Closed haimadrian closed 1 year ago
Hi @haimadrian
Thank you for including both the stack trace as well as sample code. This will greatly assist us in resolving the issue. We will be looking into it and get back to you as soon as we can with either a solution, or a request for more information.
The situation you are describing sounds similar to what other users have encountered. Are you able to try other versions of the driver, specifically the latest 11.1.1 version? Based on the results, this will help narrow down next steps.
Hi @Jeffery-Wasty and thanks for your reply.
I've just double checked it, using latest 11.1.1.0-preview
version, and the issue is still reproducible.
Attached JDBC trace logs: MSSQLJdbcDemo.log
Something interesting I noticed is that when the issue happens, the first SQLServerException's message describes that the error is: "connect timed out", which is the expected behavior. Though the second SQLServerException, caught by the second thread, describes that the error is: "null".
If I synchronize the code calling DriverManager.getConnection()

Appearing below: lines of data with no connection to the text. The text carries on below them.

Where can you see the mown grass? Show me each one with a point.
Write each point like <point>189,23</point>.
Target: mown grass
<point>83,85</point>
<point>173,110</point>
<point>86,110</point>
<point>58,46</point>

then both threads receive the exact same exception with reason: "connect timed out" (the expected behavior)
Hi @haimadrian,
An update on this issue: we're still working towards a resolution. Part of the problem being currently faced is that we're having trouble reproducing the issue. You did include sample code up above that should be able to work without connecting to an actual instance, but still we're not able to reproduce the issue seen even with this code. Can I ask you to confirm that the above demonstration truly does recreate the issue described, after a set amount of time. Thanks.
Hi @Jeffery-Wasty I've just played with it a little bit and I see that the issue happens when trying to connect to localhost, on Windows. I tried to set up a SQL Server on Azure, to share it with you, but the issue was not reproduced.
It seems that when SocketFinder
tries to find socket, and it uses InetAddress.getAllByName(hostName)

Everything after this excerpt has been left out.